Governments and politics affect the economic developments of countries and companies should be open to policy changes and seize the opportunities brought by them.
“Institutions of a country, whether explicit or implicit, matter for its economic development. However, how the institutions shape the behavior of market participants are hard to be tracked,” explains Tianyu Zhang, Professor of School of Accountancy and Director of Centre for Institutions and Governance at The Chinese University of Hong Kong (CUHK) Business School.
For the purpose of his research entitled “Does Institutional Knowledge Drive the Information Wedge in Emerging Markets? Evidence from Analysts of Local and Foreign Brokerage Firms in China,” Prof. Zhang and his collaborators have developed a mega political data platform by collecting a huge amount of data from the Chinese media and social network, as well as close to 200,000 analyst reports and annual reports from Chinese firms. This allows his research to understand the role of institutional knowledge in enhancing the information advantage of local financial analysts in China.
Institutions are important to a country’s development. A lot of people in China know this: To succeed in China, entrepreneurs need to understand and cooperate with politics. — Prof. Tianyu Zhang
Using an advanced computer programme, the data is generated and categorised into two broad topics: political (e.g. government’s economic planning) and financial (e.g. profit and loss).
Through running textual analysis on this data, he then compares the performances between foreign firms and local firms in China and found that local analysts have better understanding of the political landscape over foreign firms, and this information advantage have allowed them to perform better in market forecasts.
“These local analysts put more effort in covering the firms from a political perspective are shown to exhibit significantly higher forecast accuracy over the earnings of their target firms,” he says, commenting that this kind of political information is very unique and costly to acquire.
“How well do you know the politicians? How do you interpret their behaviour? This knowledge is more likely to be obtained through private networks and based on real connections – you need to know someone and also who has influence in which policy,” he adds.
Cultural and communication barriers also make it harder for foreign analysts to gain the same level of trust, and that’s why Prof. Zhang believes that “politicians have more trust in local analysts than in foreign analysts.”
His textual analysis enables him to further gain insights into the “political communities” or “factions” with which firms are affiliated, and reveal evidence showing how coordination or competition among politicians under the Chinese political hierarchy has spilled over to the affiliated firms.
CUHK Business School alumnus Mr. Albert Ng, Chairman, China and Managing Partner, Greater China of EY, holds a similar view that the role of government and its policies are crucial to businesses in any economy, not just in China. “When talking about China, some people still have certain stereotypes: China is mysterious and there’d be a higher chance of corruption and irregularities [as compared to other countries], but what I’d like to emphasis is that government policies are important for companies doing business in any country, and in particular, in China,” Mr. Ng stressed.
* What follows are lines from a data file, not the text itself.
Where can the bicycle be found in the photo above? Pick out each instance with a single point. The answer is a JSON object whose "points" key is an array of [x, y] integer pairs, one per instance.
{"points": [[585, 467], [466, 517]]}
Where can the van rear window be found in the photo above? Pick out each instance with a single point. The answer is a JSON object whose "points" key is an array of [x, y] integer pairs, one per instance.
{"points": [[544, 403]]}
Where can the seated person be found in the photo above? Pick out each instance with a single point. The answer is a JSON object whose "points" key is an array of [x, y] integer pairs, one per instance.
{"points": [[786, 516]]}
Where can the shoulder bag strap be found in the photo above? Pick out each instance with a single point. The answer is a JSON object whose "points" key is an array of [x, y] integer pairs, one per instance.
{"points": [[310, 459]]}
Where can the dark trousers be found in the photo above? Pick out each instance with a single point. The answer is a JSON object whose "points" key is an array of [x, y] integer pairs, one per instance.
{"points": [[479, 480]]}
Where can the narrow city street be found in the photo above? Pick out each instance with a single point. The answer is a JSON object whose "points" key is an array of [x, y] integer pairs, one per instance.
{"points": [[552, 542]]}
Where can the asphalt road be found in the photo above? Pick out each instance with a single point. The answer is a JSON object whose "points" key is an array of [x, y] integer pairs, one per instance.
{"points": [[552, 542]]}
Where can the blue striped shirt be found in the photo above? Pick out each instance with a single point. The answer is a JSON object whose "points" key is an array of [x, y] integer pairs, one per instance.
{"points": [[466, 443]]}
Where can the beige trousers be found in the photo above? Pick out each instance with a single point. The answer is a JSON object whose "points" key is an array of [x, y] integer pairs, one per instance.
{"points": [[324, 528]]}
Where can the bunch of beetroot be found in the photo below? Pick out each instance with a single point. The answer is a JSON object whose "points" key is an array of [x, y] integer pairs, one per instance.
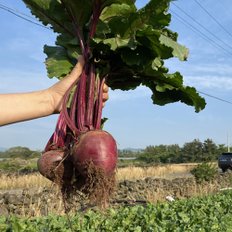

For example, the fast and successful developments of Shenzhen and Pudong of Shanghai are outcomes of the far-sighted government policies. Mr. Ng further points out the importance of keeping abreast of policy changes. Companies have to be aware of the changes, so that they can plan for their businesses in the years to come.
In terms of some important changes in China’s economic strategies, Mr. Ng shared that the country’s growth model has shifted from focusing on speed in the past to focusing on sustainability and quality. What’s more, China eased restrictions and simplified procedures for foreign investments and outbound investments have also entered an adjustment period.
In light of this, Mr. Ng suggested that companies should adapt to policy changes and seize new opportunities brought by these changes.
To manage the impact of the ever-changing political and policy changes, we should always keep an open, and rational mind, and maintain a friendly and long-term relationship with the government. — Mr. Albert Ng
For Hong Kong, he emphasised on the current significant government’s initiatives such as the Belt and Road initiative and the Greater Bay Area development, and suggested companies should look into ways to collaborate and create synergy within the region.
The is a post-event report of the fifth talk of China Business Knowledge @ CUHK Luncheon Series held on 19 April 2018 by CUHK Business School. Themed “Understanding China’s Institutions and the Role of Government in the Business World,” Prof. Tianyu Zhang shared with the audience his recent research on the role of institutional knowledge in enhancing the information advantage of local financial analysts in China.